Quotes from the dissenting opinion:
The Court distorts existing precedent to conclude that the school district's student-message program is invalid on its face under the Establishment Clause. But even more disturbing than its holding is the tone of the Court's opinion; it bristles with hostility to all things religious in public life. Neither the holding nor the tone of the opinion is faithful to the meaning of the Establishment Clause, when it is recalled that George Washington himself, at the request of the very Congress which passed the Bill of Rights, proclaimed a day of 'public thanksgiving and prayer, to be observed by acknowledging with grateful hearts the many and signal favors of Almighty God." Presidential Proclamation, 1 Messages and Papers of the Presidents, 1789--1897, p. 64 (J. Richardson ed. 1897).
...with respect to the policy's purpose, the Court holds that "the simple enactment of this policy, with the purpose and perception of school endorsement of student prayer, was a constitutional violation." Ante, at 24. But the policy itself has plausible secular purposes: "[T]o solemnize the event, to promote good sportsmanship and student safety, and to establish the appropriate environment for the competition." App. 104--105. Where a governmental body "expresses a plausible secular purpose" for an enactment, "courts should generally defer to that stated intent." Wallace, supra, at 74--75 (O'Connor, J., concurring in judgment); see also Mueller v. Allen, 463 U.S. 388, 394--395 (1983) (stressing this Court's "reluctance to attribute unconstitutional motives to States, particularly when a plausible secular purpose for the State's program may be discerned from the face of the statute"). The Court grants no deference to -- and appears openly hostile toward -- the policy's stated purposes, and wastes no time in concluding that they are a sham.

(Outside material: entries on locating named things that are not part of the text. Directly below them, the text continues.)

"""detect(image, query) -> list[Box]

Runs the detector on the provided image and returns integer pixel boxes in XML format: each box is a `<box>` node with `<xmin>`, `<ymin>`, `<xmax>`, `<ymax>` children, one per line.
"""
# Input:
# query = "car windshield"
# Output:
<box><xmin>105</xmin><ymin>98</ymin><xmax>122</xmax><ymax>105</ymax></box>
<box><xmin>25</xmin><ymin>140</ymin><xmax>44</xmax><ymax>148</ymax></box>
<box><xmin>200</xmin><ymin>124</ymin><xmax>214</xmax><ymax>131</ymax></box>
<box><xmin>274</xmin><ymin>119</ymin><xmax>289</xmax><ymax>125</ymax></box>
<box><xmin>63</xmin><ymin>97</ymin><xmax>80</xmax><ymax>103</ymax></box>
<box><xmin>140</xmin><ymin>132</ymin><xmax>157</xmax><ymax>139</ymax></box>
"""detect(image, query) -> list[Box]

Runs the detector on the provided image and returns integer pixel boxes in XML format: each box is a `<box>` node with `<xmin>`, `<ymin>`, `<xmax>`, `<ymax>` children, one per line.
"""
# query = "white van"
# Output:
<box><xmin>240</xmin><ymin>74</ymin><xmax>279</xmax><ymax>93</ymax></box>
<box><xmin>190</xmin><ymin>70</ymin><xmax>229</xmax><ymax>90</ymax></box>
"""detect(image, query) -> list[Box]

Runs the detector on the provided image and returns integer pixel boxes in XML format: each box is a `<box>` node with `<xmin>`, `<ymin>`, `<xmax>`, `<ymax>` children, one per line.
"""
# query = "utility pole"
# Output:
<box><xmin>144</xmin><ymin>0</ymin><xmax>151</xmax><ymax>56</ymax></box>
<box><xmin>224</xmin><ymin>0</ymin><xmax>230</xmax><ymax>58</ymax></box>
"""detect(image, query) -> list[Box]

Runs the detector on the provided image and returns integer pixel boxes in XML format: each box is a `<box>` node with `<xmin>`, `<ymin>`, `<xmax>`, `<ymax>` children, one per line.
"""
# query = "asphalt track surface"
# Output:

For example, the Court dismisses the secular purpose of solemnization by claiming that it "invites and encourages religious messages." Ante, at 14; Cf. Lynch, 465 U. S, at 693 (O'Connor, J., concurring) (discussing the "legitimate secular purposes of solemnizing public occasions"). The Court so concludes based on its rather strange view that a "religious message is the most obvious means of solemnizing an event." Ante, at 14. But it is easy to think of solemn messages that are not religious in nature, for example urging that a game be fought fairly. And sporting events often begin with a solemn rendition of our national anthem, with its concluding verse "And this be our motto: 'In God is our trust.' " Under the Court’s logic, a public school that sponsors the singing of the national anthem before football games violates the Establishment Clause. Although the Court apparently believes that solemnizing football games is an illegitimate purpose, the voters in the school district seem to disagree. Nothing in the Establishment Clause prevents them from making this choice.